Trigonometry - 3D Trigonometry

A cuboid has dimensions $AB = 8$ cm, $BC = 6$ cm, and height $CG = 5$ cm. Calculate the length of the space diagonal $AG$ and the angle $AG$ makes with the base $ABCD$.

1. Find diagonal of the base $AC$: $AC = \sqrt{8^2 + 6^2} = \sqrt{64 + 36} = 10$ cm.
2. Find $AG$ using $\triangle ACG$: $AG = \sqrt{AC^2 + CG^2} = \sqrt{10^2 + 5^2} = \sqrt{125} \approx 11.18$ cm.
3. Find angle $\theta = \angle GAC$: $\tan \theta = \frac{CG}{AC} = \frac{5}{10} = 0.5$.
4. $\theta = \tan^{-1}(0.5) \approx 26.6^{\circ}$.

To find the space diagonal, we first apply Pythagoras to the horizontal base to find $AC$. Then, we use the vertical triangle $ACG$ where $AC$ is the base and $CG$ is the height. The angle between the line $AG$ and the base is the angle between the line and its projection $AC$ on the base.

A square-based pyramid has a base side of 10 cm and a vertical height of 12 cm. Find the angle between a sloping face and the base.

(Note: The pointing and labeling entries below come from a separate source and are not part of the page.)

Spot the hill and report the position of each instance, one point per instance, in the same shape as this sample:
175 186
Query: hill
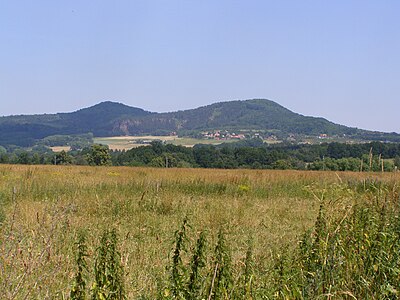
115 119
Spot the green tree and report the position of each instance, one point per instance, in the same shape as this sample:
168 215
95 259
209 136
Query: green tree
63 158
98 155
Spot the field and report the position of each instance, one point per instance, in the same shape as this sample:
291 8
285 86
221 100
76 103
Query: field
129 142
252 222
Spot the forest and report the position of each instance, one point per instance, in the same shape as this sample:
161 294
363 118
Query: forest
250 154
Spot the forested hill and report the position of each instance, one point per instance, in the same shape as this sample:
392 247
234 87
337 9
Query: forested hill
115 119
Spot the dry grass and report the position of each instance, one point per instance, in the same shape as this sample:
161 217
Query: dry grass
45 206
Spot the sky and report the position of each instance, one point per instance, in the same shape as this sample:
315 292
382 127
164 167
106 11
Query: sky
334 59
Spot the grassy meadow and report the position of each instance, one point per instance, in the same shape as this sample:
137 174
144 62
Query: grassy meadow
252 222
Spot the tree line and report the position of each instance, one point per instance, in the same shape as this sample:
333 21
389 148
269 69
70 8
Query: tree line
252 154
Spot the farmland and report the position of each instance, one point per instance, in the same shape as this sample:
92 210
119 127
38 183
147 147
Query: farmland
262 214
129 142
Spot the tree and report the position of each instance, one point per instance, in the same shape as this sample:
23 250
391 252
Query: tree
98 155
63 158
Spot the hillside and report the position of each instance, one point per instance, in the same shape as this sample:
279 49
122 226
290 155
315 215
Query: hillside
115 119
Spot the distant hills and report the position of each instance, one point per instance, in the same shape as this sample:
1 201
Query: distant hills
115 119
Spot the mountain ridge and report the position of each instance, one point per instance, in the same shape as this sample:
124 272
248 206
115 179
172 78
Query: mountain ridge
110 118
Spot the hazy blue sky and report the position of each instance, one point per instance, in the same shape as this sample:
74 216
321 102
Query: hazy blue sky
335 59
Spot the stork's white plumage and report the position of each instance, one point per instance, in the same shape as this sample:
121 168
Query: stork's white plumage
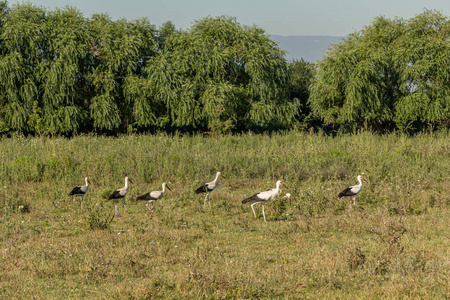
153 196
263 197
80 190
120 194
208 188
352 191
288 196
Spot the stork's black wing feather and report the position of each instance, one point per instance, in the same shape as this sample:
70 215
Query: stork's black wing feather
115 195
202 189
76 191
252 199
346 192
145 197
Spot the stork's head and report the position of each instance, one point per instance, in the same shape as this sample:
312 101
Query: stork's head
288 196
280 183
165 185
361 178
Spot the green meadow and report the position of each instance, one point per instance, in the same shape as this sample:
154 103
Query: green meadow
393 245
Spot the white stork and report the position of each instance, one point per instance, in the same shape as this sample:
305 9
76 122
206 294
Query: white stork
208 188
80 190
263 197
352 191
120 194
153 196
288 196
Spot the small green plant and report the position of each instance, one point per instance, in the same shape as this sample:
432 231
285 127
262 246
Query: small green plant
389 238
98 217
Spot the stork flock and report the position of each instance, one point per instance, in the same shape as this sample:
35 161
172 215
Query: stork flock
261 197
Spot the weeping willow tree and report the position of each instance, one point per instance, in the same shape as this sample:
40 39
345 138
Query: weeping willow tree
391 72
40 69
63 73
120 51
218 74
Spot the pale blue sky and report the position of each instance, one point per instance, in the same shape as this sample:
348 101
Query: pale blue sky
282 17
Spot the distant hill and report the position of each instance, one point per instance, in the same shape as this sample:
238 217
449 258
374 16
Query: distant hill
310 48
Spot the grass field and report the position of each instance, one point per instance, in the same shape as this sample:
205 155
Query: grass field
395 245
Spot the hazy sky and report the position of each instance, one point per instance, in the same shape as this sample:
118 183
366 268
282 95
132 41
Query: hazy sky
283 17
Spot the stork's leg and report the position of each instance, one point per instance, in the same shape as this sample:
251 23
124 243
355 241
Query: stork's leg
254 209
264 215
206 197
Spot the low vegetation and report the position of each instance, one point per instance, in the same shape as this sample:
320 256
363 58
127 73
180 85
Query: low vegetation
395 244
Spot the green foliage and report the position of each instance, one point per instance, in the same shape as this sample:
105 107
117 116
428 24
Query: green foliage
62 73
391 72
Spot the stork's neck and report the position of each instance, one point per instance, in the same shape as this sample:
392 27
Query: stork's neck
360 181
277 190
217 177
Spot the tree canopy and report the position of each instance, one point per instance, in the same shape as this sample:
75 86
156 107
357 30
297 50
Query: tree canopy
391 72
63 73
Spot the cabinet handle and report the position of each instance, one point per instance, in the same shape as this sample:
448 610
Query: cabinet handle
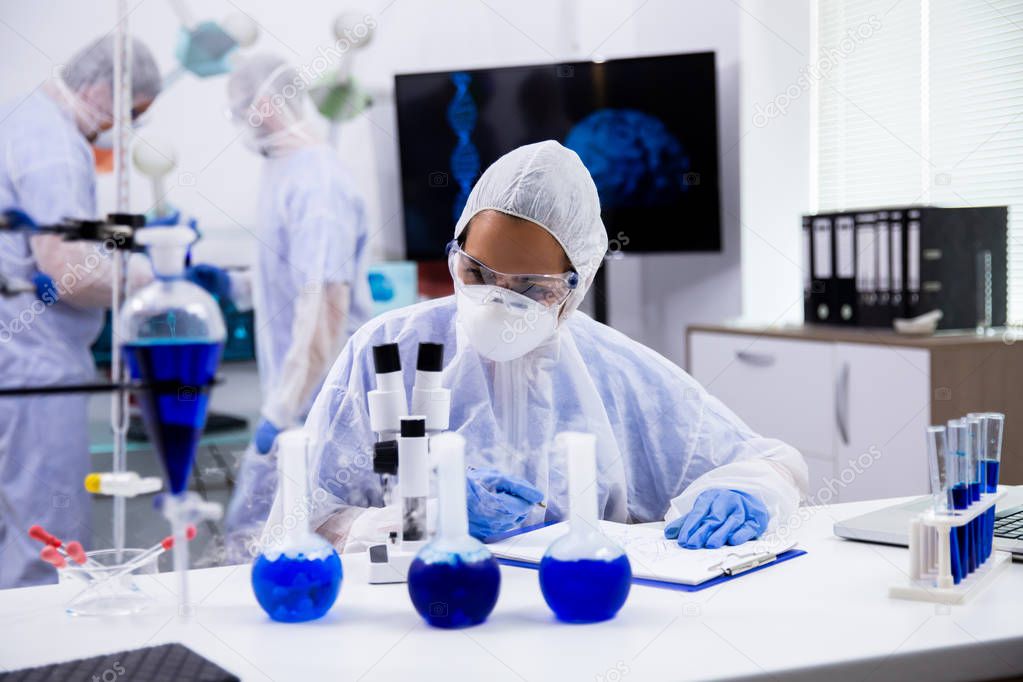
755 359
842 404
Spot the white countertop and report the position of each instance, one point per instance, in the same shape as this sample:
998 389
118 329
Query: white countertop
826 615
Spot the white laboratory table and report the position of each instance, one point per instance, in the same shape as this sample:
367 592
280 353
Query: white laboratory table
823 616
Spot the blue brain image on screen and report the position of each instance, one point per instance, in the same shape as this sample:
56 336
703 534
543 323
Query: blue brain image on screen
633 157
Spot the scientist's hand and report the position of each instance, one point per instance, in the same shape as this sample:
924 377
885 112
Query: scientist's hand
172 218
213 279
46 289
718 517
266 434
497 502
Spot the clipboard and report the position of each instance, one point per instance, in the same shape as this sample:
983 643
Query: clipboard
728 572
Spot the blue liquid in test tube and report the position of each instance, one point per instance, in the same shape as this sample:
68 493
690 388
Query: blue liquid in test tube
992 428
961 491
942 469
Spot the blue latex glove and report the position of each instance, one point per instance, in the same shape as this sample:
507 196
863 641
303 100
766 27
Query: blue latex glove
266 434
497 502
171 219
718 517
46 289
213 279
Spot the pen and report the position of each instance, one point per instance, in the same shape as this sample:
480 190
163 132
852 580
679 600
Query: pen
749 563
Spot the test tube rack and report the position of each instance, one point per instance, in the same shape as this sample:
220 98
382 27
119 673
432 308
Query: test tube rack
930 557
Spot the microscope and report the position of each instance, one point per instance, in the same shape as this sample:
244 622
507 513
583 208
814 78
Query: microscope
402 449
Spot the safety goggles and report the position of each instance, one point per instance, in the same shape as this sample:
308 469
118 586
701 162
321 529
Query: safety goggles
549 289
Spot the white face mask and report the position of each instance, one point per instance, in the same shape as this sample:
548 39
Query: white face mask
503 325
104 140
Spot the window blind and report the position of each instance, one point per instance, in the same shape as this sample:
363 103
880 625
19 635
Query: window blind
922 102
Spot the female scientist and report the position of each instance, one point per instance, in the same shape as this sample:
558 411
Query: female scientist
523 364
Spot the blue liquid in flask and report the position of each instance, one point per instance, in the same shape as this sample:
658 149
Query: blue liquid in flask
174 412
585 590
293 587
454 589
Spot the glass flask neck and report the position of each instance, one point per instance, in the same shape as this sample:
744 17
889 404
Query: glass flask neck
450 452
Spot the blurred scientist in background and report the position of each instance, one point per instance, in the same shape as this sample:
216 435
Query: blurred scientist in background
48 146
311 289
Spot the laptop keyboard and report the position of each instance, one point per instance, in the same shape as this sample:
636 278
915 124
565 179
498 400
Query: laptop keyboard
1009 525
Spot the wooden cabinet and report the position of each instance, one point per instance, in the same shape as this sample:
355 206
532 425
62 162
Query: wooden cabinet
856 403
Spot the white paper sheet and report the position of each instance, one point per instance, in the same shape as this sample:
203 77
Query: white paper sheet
651 554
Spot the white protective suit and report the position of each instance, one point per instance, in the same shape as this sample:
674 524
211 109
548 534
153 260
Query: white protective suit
662 439
311 289
47 171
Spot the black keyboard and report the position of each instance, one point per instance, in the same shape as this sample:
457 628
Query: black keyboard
1009 524
167 663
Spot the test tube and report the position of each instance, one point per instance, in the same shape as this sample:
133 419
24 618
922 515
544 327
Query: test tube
957 436
937 461
941 467
976 486
993 428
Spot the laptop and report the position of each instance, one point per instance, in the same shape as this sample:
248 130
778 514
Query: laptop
891 525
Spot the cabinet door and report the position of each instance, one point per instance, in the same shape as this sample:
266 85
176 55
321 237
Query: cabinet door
782 388
883 406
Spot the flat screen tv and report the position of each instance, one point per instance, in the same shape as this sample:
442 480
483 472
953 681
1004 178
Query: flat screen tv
646 128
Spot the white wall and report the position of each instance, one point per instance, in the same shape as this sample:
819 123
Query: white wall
776 47
653 298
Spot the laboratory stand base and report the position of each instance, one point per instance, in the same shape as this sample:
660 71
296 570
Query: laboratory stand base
389 563
924 590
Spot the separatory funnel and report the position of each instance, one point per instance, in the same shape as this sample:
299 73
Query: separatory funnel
297 577
584 576
453 580
173 337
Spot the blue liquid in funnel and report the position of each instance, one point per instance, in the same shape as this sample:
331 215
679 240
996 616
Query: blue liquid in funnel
174 413
585 590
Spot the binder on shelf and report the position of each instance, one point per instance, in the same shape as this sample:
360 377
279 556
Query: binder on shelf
897 235
870 313
820 297
904 262
844 286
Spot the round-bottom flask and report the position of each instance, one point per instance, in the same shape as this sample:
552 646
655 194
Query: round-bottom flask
454 580
584 576
298 584
297 578
585 579
454 585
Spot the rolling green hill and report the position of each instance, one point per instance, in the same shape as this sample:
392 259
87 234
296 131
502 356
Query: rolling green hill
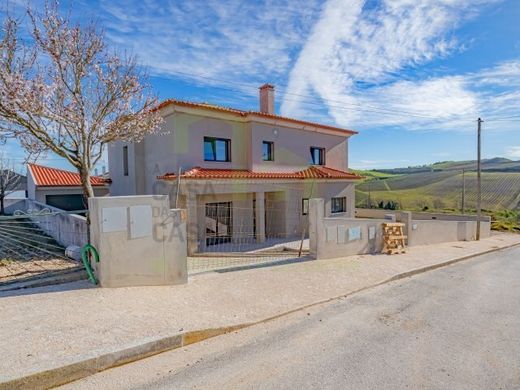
439 186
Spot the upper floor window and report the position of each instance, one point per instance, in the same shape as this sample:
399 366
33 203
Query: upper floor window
217 149
317 156
268 151
305 206
125 160
338 205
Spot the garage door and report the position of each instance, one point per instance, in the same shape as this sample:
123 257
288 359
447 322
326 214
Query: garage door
66 202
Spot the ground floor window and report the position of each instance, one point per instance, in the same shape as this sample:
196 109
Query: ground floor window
218 223
338 205
305 206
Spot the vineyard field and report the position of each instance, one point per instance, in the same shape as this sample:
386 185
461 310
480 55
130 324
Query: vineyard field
443 191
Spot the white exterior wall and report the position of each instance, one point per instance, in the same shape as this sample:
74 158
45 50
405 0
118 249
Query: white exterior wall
292 148
180 144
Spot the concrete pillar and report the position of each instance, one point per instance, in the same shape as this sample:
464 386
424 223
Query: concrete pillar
316 229
192 225
260 216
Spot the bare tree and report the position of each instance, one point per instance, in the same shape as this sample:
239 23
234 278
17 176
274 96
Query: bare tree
10 181
64 91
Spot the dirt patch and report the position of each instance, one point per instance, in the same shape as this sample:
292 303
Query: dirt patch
13 269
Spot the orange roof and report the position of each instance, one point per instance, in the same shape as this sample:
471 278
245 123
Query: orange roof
313 172
53 177
249 113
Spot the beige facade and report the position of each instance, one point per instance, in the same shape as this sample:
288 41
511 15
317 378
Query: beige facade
261 208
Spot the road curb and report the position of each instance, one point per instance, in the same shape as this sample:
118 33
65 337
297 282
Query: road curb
74 371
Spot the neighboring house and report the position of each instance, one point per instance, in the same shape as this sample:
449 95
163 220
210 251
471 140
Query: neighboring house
245 175
60 188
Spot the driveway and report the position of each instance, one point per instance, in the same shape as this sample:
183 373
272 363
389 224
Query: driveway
457 327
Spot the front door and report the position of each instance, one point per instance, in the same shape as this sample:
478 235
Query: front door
218 223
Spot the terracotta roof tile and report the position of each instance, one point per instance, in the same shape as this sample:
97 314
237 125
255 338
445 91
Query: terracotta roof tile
244 113
313 172
53 177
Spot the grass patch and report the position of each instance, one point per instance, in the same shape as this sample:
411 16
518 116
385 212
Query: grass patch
506 220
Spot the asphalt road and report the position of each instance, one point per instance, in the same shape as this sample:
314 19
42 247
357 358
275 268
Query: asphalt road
452 328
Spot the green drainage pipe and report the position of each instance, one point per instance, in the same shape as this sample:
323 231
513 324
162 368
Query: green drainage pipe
86 261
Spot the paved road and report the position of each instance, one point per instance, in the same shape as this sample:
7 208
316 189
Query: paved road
453 328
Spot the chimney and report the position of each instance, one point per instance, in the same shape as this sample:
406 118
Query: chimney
267 99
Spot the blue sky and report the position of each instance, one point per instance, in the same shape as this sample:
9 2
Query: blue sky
412 76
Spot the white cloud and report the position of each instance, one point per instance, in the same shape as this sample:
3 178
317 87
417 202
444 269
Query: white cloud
356 59
228 40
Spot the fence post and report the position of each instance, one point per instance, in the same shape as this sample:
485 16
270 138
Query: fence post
406 218
316 215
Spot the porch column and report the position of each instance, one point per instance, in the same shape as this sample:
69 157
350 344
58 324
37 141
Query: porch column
192 226
260 216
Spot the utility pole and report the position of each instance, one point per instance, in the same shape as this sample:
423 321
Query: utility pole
479 181
369 201
463 205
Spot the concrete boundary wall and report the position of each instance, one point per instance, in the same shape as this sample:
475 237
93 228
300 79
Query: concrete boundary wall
140 240
338 237
400 215
12 205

1. Let $M$ be the midpoint of one base edge and $O$ be the center of the base.
2. The distance $OM = \frac{1}{2} \times 10 = 5$ cm.
3. The vertical height $VO = 12$ cm.
4. In the right-angled $\triangle VOM$, let the angle at $M$ be $\alpha$.
5. $\tan \alpha = \frac{VO}{OM} = \frac{12}{5} = 2.4$.
6. $\alpha = \tan^{-1}(2.4) \approx 67.4^{\circ}$.

The angle between a sloping face and the base is measured along the line of greatest slope. We create a right-angled triangle using the vertical height of the pyramid, the distance from the center of the base to the midpoint of the edge, and the slant height of the face.